Priez pour cette famille entièrement éteinte.


demande encore la vieille pierre, humblement, comme pour s’excuser d’être là.

— Fameuse perte !… murmure l’auteur du Cierge Pascal entre ses dents. Mais il sourit d’un bon sourire de sympathie protectrice. Le copieux morceau de marbre, consciencieusement gravé, rehaussé d’or fin, aussi cossu que n’importe quelle autre pièce de mobilier bourgeois ! Rien de plus triste qu’une tombe de pierre blanche, aux quatre bornes enchaînées, fouettée par la pluie, un jour d’hiver. Mais à l’abri du froid et du chaud, face au banc d’œuvre où le défunt marguillier reçut le pain bénit, cette pierre, aussi lisse et polie qu’au premier jour, cirée chaque semaine par un sacristain diligent, quelle consolante image de la mort ! La sensibilité de l’écrivain s’émeut pour ce confortable posthume. Il épelle tous ces noms, comme des noms d’amis, dont le voisinage le rassure. Avec cette dynastie des Heame, que d’autres encore, sous les dalles aux lettres effacées, çà et là, jusqu’au pied de l’autel, bonnes gens qui voulurent dormir sous un toit, durer aussi longtemps que la sûre assise ! On peut rêver dormir là, de compagnie… Jamais le célèbre romancier ne se sentit si résigné, si docile. Une fatigue exquise détend jusqu’à ses dernières fibres, fait flotter devant ses yeux l’image de la profonde église endormie, désormais sans secret, amicale, familière. Il goûte une paix sentie, un extrême bien-être, presque religieux… Il se dorlote, il s’étire ; il étouffe un bâillement, comme une prière.

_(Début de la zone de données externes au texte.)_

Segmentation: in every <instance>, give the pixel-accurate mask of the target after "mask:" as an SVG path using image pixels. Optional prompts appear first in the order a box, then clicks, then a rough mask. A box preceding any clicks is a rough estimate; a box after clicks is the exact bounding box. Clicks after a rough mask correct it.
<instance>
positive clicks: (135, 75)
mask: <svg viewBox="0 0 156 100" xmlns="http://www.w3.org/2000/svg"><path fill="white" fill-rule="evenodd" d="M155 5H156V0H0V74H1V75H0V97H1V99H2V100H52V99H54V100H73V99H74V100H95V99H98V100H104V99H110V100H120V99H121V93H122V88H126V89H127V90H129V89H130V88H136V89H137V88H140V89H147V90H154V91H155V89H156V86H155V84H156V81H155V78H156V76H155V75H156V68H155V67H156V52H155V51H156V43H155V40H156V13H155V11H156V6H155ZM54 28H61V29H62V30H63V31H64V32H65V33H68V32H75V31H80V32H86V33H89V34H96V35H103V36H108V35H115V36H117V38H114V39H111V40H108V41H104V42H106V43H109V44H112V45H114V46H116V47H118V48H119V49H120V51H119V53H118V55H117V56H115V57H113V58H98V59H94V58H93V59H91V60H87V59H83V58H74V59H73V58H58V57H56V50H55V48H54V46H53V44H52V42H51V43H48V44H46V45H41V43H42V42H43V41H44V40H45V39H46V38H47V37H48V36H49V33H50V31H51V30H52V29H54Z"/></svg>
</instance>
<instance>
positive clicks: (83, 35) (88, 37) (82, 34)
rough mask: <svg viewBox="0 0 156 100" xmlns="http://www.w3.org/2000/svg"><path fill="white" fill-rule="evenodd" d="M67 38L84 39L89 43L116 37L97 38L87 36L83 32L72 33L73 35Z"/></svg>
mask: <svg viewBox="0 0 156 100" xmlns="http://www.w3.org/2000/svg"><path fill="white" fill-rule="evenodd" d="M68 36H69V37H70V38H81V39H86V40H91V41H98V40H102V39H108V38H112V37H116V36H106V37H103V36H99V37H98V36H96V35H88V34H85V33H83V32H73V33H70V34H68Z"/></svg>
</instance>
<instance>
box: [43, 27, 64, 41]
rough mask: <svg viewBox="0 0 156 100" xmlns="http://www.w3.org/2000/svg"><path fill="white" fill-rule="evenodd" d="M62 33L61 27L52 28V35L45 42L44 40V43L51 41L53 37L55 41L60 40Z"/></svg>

Au dehors, le ciel s’obscurcit ; un dernier vitrail du transept s’éteint tout à fait. Désormais, la porte s’ouvre et se referme sur un fond de velours noir, où le monde extérieur ne se dénonce plus que par son parfum. Des ombres éparses se rapprochent, s’assemblent. Un chuchotement discret court au long des travées, de banc de chêne en banc de chêne, des petits pas impatients gagnent le seuil, l’église se vide peu à peu de son menu peuple invisible. L’heure du salut quotidien est passée depuis longtemps, la sacristie reste close, trois lampes sur douze éclairent seules l’immense vaisseau. Que se passe-t-il ? Qu’attendre encore ?… On se cherche à tâtons, on s’appelle de loin, d’une petite toux caressante, on discute entre initiés. Car, avec la dernière diligence automobile de Vaucours, les curieux et les curieuses ont disparu : Lumbres ne garde si tard que ses vieux amis. Les derniers s’éloignent cependant. Saint-Marin va rester seul.